The music gets louder, and she leans in closer to hear him when he talks about the time a bear stole a whole case of beer from his crew’s campground outside Yellowstone. Her knee brushes his under the bar, warm even through the thick denim of their jeans, and he doesn’t move away. When she laughs at the part where they chased the bear for half a mile before giving up, her hand rests on his forearm for two full seconds, and he can feel the heat of her palm through the thin flannel of his shirt, his skin prickling like he’s standing too close to a campfire.

Part of him is screaming to leave, to pay his tab and drive back to his cabin before any of the regulars notice they’re talking, before the gossip mill starts churning about the reclusive ex-fire guy hitting on the new librarian. He’s spent two years building a reputation as the guy who keeps to himself, who doesn’t want anyone’s pity or anyone’s attention, and he hates the thought of losing that, hates the thought of feeling anything sharp and new and scary again, the kind of feeling that makes you ache when it’s gone. But the other part of him can’t stop looking at the way her eyes crinkle when she smiles, can’t stop listening to the way her voice drops when she talks about the after-school reading program she’s starting for the kids whose parents work in the local apple orchards, can’t stop wanting to sit here for another hour, another three, just listening to her talk.

The jam ends a little after 10, and the rain is coming down harder, streaking the front windows of the bar.

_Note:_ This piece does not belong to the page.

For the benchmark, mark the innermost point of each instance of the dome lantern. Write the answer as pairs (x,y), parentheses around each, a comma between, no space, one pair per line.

She groans when she sees it, saying she walked here from her apartment six blocks away, didn’t check the forecast before she left. Elias offers her a ride before he can think better of it, nodding at his beat-up 1987 F-150 parked out front, the one with the dented passenger side door he’s been meaning to fix for six months. She grins and accepts, grabbing her tote, and when they run through the rain to the truck, her hand wraps around his wrist for half a second to keep from slipping on the wet sidewalk.

He turns the heat on high when they get in, and the cab fills with the smell of pine air freshener and rain on his work boots and her perfume. The drive is quiet, the wipers slapping against the windshield, and he catches her looking at the stack of vintage truck repair manuals on the seat between them, smiling to herself. When he pulls up to the curb outside her small brick apartment building, he walks her to the door, his boots squelching in the puddles on the sidewalk.

She pauses on the porch step, fumbling for her keys, and reaches up to brush a drop of rain off the edge of his Camp Fire patch, her fingers brushing the fabric for a split second. “You wanna come in for coffee?” she asks, casual, like it’s no big deal, like she won’t be offended if he says no. “I make it strong enough to strip paint. Just how guys who fight fires like it, right?”

Elias hesitates for two full beats, thinking about the quiet cabin waiting for him, the pile of repair parts on his workbench, the years of being alone he’d thought he wanted. Then he nods. She unlocks the door and holds it open for him, and when he steps inside, the warm air wraps around him, and she hands him a chipped ceramic mug of coffee, their fingers brushing for a full second when he takes it from her.